Его тон возмутил меня до глубины души. С такой напускной обыденностью и беспечностью в светском обществе дискутируют о погоде, но уж никак не о добровольном уходе из жизни.
— Ты хоть понимаешь, чего просишь? — клокочущим от гнева голосом выпалил я. — Да будет тебе известно, дорогой друг, я приехал сюда не за тем, чтобы скрасить твои последние дни! И не из сострадания! Я наизнанку вывернусь, но найду способ! Если понадобится, обращу тебя заново! Благо, под рукой теперь имеется руководство для начинающих создателей. Спасибо за брошюрки Легиону… — неосмотрительно затеял я глупую болтовню с самим собой, забывая о нахождении поблизости чуткого вампирского уха.
_______________
*Come here! — иди сюда! (испорч. англ.).
— Легиону? — с ненавистью повторил приятель мою неуместную оговорку. — За какими пряниками ты поперся к этим маньякам? Что за плюшки выпрашивал?
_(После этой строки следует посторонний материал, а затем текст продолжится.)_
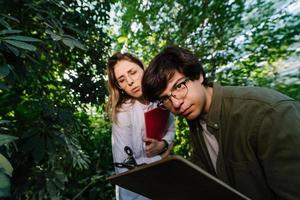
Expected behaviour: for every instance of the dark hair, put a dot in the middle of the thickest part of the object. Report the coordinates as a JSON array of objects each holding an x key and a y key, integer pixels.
[
  {"x": 163, "y": 67},
  {"x": 116, "y": 96}
]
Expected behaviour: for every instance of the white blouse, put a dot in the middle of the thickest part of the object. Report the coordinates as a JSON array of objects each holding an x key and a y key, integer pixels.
[{"x": 130, "y": 131}]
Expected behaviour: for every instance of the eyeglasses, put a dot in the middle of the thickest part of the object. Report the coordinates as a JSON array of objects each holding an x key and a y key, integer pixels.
[
  {"x": 132, "y": 75},
  {"x": 179, "y": 91}
]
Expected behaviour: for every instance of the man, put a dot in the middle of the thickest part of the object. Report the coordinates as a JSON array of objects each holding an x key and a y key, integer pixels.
[{"x": 249, "y": 137}]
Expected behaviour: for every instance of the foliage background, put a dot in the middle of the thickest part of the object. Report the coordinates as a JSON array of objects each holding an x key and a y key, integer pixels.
[{"x": 52, "y": 76}]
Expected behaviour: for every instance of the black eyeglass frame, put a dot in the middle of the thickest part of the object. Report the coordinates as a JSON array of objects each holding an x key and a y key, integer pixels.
[{"x": 160, "y": 103}]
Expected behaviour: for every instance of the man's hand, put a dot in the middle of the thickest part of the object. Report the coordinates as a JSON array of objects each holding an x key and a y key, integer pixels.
[
  {"x": 153, "y": 146},
  {"x": 167, "y": 152}
]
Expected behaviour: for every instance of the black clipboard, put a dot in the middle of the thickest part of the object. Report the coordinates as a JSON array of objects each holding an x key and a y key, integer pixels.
[{"x": 175, "y": 178}]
— Эм-м, вообще-то я хотел….в смысле, — виновато почесал я затылок и с надеждой уставился в потолок, намереваясь отыскать в его белоснежных просторах яркое знамение высших сил. Однако хищные клещи д`Авалоса уже сомкнулись вокруг меня и скоротечно вытянули на поверхность нужную информацию. О приговоре и Северине, об угрозе в случае неподчинения и мече Дамокла, нависшем над головой Астрид, о строжайшей необходимости причислить к лику нестареющих кровопийц молодую девушку и собственных моральных препонах. Взявшая исток в русле неукротимой стихии беседа плавно влилась в поток отъявленной искренности. Я поведал другу даже о выборе, об этом кромсающем душу намерении либо уйти немедля, либо остаться с мыслью о том, что спустя пятнадцать лет переступить порог семейного очага будет во стократ сложнее. А какую незаживающую рану я оставлю на сердце малышки!